Une gouvernance définie au niveau européen

En Europe, la Directive Cadre sur l’Eau (DCE), mise en place en 2000, joue un rôle essentiel en unifiant les objectifs de préservation des eaux de surface entre tous les États Membres (EM). Ces objectifs clés incluent la prévention et la réduction de la pollution, la promotion de l’utilisation durable de l’eau, la protection et la restauration des écosystèmes aquatiques, ainsi que l’atténuation des conséquences des inondations et des sécheresses.

La mise en œuvre de cette directive par les EM implique l’élaboration de plans de gestion au niveau des bassins hydrographiques, accompagnés de programmes de mesures spécifiques visant à atteindre ces objectifs.

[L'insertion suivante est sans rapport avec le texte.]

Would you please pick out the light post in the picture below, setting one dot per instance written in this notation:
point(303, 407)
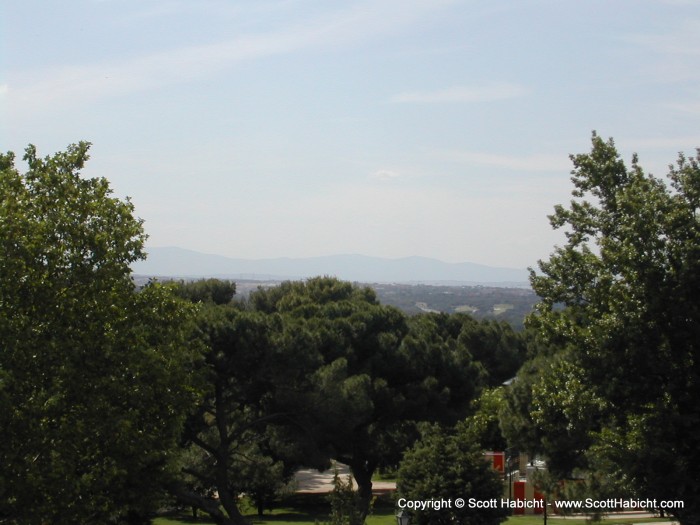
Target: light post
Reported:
point(403, 518)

Les agences de l’eau en France

Pour une gestion cohérente et efficace de l’eau, la France métropolitaine est découpée en sept grands bassins hydrographiques : Seine-Normandie, Loire-Bretagne, Adour-Garonne, Rhône-Méditerranée, Corse, Rhin-Meuse et Artois-Picardie. Depuis la loi sur l’eau de 1964, ce sont les agences de l’eau, établissements publics de l’État, qui sont les opérateurs de la politique de l’eau sur ces grands bassins.

Une méthodologie commune pour l’évaluation de l’état des eaux est instaurée pour tous les EM, impliquant la participation continue de tous les acteurs et utilisateurs de l’eau (en France : les collectivités, les usagers et les services de l’État).

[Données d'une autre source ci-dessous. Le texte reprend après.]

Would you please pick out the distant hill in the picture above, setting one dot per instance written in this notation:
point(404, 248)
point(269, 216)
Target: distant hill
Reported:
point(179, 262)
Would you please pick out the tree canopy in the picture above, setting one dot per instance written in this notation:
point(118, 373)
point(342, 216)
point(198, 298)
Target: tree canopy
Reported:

Les États Membres sont tenus de rapporter à la Commission européenne la mise en œuvre des directives communautaires à travers le site « Rapportage ».

En outre, la DCE s’accompagne d’autres directives plus spécialisées, telles que celles relatives aux eaux souterraines, à l’eau potable, aux eaux de baignade, ainsi qu’aux nitrates et aux eaux résiduelles urbaines. De plus, une directive spécifiquement dédiée à la protection des ressources marines est également mise en place au niveau européen grâce à la Directive Cadre « Stratégie pour le Milieu Marin ».

Une déclinaison nationale

En France, la « Loi sur l’eau et les milieux aquatiques » (LEMA), en vigueur depuis 2006, occupe une place centrale dans la politique nationale de gestion de l’eau. La LEMA consolide des principes déjà ancrés dans le pays depuis les lois sur l’eau de 1964 et 1992, confirmant ainsi l’importance du bassin versant comme le cadre essentiel pour mettre en œuvre une gestion durable de l’eau. Cette loi formalise la transposition de la DCE à l’échelle nationale.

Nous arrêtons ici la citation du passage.